A simple S.M.A.R.T. reporter with Help that actually helps with the detail is here:

http://www.passmark.com/products/diskcheckup.htm

An excellent utility that shows S.M.A.R.T. detail, temperature, surface test and benchmarks is here:

http://www.hdtune.com/

Both of these get full marks in the Bart test, i.e. they operate as plugins from Bart PE CDR without the need to be run from writable disk, have registry stuff carried over, etc.

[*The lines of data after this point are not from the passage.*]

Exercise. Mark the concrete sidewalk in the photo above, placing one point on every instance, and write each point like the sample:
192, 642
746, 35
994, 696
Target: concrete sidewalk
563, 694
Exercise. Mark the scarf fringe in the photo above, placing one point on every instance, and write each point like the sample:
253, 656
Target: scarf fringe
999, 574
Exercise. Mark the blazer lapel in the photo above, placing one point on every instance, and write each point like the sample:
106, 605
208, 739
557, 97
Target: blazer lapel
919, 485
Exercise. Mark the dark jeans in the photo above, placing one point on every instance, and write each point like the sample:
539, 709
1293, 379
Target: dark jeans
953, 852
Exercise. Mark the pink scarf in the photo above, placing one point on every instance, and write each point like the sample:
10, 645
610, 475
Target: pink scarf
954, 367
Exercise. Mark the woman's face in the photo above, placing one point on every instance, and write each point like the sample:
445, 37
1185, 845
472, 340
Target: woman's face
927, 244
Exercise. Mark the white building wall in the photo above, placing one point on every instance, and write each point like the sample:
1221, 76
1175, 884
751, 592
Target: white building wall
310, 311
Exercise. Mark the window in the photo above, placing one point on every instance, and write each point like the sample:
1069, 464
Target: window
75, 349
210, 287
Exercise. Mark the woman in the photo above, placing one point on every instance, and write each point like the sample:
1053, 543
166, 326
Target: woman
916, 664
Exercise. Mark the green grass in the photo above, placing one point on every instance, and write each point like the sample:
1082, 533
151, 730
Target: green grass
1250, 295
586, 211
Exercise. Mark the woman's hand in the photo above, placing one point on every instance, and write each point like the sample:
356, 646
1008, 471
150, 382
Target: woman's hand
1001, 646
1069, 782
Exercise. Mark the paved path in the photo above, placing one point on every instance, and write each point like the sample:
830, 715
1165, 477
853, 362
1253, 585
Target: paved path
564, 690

Not only will these show you full detail, unlike many hard drive vendors' free downloads, but they will run regardless of what brand hard drive you happen to be testing.

Where do bad drives go?

Warranty replacement drives were once new, i.e. drawn from new stock; then they were "re-manufactured", or "refurbished", and the current language is "re-certified". I suspect that means blanking out the S.M.A.R.T. counters to fresh values, perhaps doing some testing and re-checking those values, then shipping as "OK". Certainly, I don't see hard drive repair gnomes in a clean room reassembling new platters and heads into old drives as a cost-effective way of "re-manufacturing" mass-produced hard drives.

If what I suspect is the case, then your warranty replacement hard drive could very well be the same drive I returned as defective. Perhaps I'll get your original drive as "re-certified"?

1 comment:

Chris Quirke said...

And today's prize for most convincing bot goes to "Anonymous", who said "I must say that without some of the information you have, would my computer be filled with spyware" before linking off to a site.

Let's see if that site attempts to drop commercial malware and/or punt a few of the 200+ fake anti-spyware scanners that are listed at...

http://www.spywarewarrior.com/rogue_anti-spyware.htm

...yup; NoAdware is punted all over the place, even on links to download good stuff like HiJackThis.

So, sorry "Anonymous"; you smell like a "bad guy" to me.